Rets: Como você analisa a aprovação da lei antiterrorismo nos Estados Unidos, que restringe liberdades e afeta a comunicação pela internet?
Paul Mobbs: Isso já aconteceu no Reino Unido, com o Terrorism Act 2000. As opções, efetivamente, são contornar esses mecanismos ou enfrentá-los.
Por contornar, entenda-se: usar a tecnologia da internet para encontrar novas possibilidades de trabalho em rede. A internet trata a censura como um defeito e tenta contorná-lo. Você pode ter contas de correio eletrônico em serviços gratuitos de outros países, caso o seu provedor local esteja sendo monitorado. Também pode usar algum tipo de serviço proxy anônimo, que não faça registro das páginas que você estiver visitando.
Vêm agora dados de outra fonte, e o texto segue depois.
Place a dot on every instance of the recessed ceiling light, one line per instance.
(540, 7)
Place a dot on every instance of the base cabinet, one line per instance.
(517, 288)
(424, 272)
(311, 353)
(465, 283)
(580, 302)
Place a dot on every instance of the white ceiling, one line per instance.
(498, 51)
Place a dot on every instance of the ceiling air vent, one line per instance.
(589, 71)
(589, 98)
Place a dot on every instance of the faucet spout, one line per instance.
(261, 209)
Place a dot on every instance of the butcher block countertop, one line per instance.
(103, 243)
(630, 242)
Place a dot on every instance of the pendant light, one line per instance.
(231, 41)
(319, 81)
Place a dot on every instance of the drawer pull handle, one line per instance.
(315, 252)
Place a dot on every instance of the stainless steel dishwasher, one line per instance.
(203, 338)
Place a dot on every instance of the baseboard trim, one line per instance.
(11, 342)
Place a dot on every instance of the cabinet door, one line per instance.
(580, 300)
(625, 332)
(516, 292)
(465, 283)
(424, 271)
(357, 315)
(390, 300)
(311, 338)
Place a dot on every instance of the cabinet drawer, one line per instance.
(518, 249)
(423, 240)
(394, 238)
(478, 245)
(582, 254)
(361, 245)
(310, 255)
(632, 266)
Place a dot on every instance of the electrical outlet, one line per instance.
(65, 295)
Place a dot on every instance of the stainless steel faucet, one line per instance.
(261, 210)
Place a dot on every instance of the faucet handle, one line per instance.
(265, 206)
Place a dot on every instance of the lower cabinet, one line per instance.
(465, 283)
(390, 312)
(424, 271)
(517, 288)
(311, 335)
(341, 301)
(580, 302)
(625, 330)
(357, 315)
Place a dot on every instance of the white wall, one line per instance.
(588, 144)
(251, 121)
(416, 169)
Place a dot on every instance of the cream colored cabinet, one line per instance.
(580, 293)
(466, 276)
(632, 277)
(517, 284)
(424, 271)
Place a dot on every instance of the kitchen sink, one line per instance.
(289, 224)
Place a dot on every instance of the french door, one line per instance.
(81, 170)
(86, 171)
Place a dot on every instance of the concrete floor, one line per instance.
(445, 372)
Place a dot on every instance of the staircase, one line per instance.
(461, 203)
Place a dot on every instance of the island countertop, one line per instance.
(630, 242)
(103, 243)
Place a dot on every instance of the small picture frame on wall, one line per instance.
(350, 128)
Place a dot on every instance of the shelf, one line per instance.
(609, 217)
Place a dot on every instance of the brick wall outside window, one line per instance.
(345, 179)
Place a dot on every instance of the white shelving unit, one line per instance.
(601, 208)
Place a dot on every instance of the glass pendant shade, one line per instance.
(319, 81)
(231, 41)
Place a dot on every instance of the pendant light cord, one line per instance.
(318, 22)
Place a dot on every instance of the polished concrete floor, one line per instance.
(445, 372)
Você ainda estará sendo vigiado ou monitorado em seu próprio país, mas, como os provedores de internet estrangeiros não costumam transmitir dados de tráfego para os serviços de segurança (embora uma proposta nesse sentido esteja em curso na Europa), eles não poderão usar essa informação contra você.
Quando falo em enfrentar, me refiro a encontrar mecanismos legais para desatar os nós da nova lei. Se a sua Constituição garante certas liberdades, é possível uma ação judicial contra a vigilância em massa e o uso de informações contra organizações ordinárias e pacíficas. Essa é a minha opção preferencial, e aqui, no Reino Unido, o meu trabalho na internet consiste justamente em desafiar o uso pelo Estado das novas leis contra o terrorismo. Caso eles tentem de fato me impedir de desenvolver minhas campanhas on-line – como integrante do electrohippie colective –, terão de justificar essas novas leis perante a legislação de direitos humanos. Acho que o governo sabe bem disso. Por essa razão, até aqui, eles têm relutado em usar a lei contra os grupos ativistas ingleses.
Rets: Acredita que o estado de guerra pode justificar violações dessa natureza? É possível trocar liberdade por segurança?
Mobbs: Qual o propósito de iniciar uma guerra e bombardear civis afegãos, se, nesse processo, você efetivamente cria métodos invasivos de controle e vigilância semelhantes aos de grupos como o Talibã? Acho que não há coincidência no fato de que, em 24 de setembro, apenas duas semanas após o ataque, o advogado geral do governo norte-americano foi capaz de apresentar um projeto detalhado ao Congresso, propondo maior controle das comunicações. Isso já estava em curso, eles apenas aproveitaram a oportunidade dos ataques terroristas para convencer o Congresso, que, numa situação normal, teria jogado o projeto fora após a primeira leitura.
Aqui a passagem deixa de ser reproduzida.